The day I arrived in New York to help deal with my father’s medical emergency, they were repairing the sewer pipe under my parents’ house.

The onslaught of noise was deafening as workers cut through an entire square of concrete then lowered themselves into the cavernous maze of underground pipes to search for the blockage. It took them two days to find the troubled spot, which had already plagued my parents for a week: no showers, no laundry, minimal dishwashing, and a directive to flush the toilet only when absolutely necessary. And after all that noise and digging, the blockage turned out to be not in the area where they’d dug at all. They found the problem in the sad little brick-enclosed square of dirt my parents call the “front yard”–under a rosebush that had already been reduced to small rootball and a few aspiring fronds.

The next day, when my father was officially referred to hospice and people rained all that “death is a passage” stuff on us, I thought about that sewer pipe–also a passage. And I also thought about the Dylan Thomas villanelle and its repeating haunting lines: Do not go gentle into that good night … Rage, rage against the dying of the light.

It isn’t that I want my father to fight against the reality of his dying. I feel grateful that he is not–and has never been–an angry or vengeful person. Even in his compromised state, while depressed about what is happening, he continues to exude kindness and express love and gratitude to those around him.

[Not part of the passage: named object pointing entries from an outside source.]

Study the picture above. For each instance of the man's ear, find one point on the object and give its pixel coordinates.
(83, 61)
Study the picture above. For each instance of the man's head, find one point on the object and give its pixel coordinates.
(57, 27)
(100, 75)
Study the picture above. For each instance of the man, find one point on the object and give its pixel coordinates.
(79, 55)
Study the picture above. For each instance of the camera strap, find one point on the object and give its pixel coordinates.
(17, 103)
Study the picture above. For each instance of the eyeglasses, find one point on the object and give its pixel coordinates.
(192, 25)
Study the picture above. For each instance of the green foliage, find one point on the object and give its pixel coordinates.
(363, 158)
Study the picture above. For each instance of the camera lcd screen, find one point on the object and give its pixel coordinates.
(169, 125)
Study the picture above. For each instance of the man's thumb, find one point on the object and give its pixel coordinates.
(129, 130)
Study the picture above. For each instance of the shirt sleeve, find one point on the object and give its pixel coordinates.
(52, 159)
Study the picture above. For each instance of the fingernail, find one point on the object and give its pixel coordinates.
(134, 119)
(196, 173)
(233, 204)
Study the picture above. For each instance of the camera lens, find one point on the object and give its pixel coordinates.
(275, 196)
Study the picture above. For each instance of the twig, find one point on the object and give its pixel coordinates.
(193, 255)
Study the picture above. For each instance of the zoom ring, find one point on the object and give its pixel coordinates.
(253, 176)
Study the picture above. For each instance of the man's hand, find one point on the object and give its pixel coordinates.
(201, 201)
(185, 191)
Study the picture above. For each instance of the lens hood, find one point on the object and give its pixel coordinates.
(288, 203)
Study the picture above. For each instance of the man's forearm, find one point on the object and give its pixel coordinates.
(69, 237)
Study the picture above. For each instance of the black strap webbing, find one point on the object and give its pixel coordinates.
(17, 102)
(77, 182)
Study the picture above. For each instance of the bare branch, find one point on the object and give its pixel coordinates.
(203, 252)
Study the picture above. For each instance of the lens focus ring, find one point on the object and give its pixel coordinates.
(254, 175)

But I feel like raging. Not at the inevitability of my father’s death, but at the sadness of seeing him so frail and unable to do things for himself–the “dying” of my image of my 90+ year-old parents as timeless icons of longevity.

And I feel myself raging against the barely flickering “light” of my country. Yet this rage feels like a fruitless kick-the-floor-and-flail-my-arms temper tantrum. Pundits tell us to keep breathing and find joy. The sun is brilliant on the half-inch of freshly fallen snow today. But where is the balance between digging and doing what we can and totally abandoning ship, closing our doors and taking out whatever might constitute our modern-day “opium pipe” to lose ourselves in a stupor of disempowerment and apathy.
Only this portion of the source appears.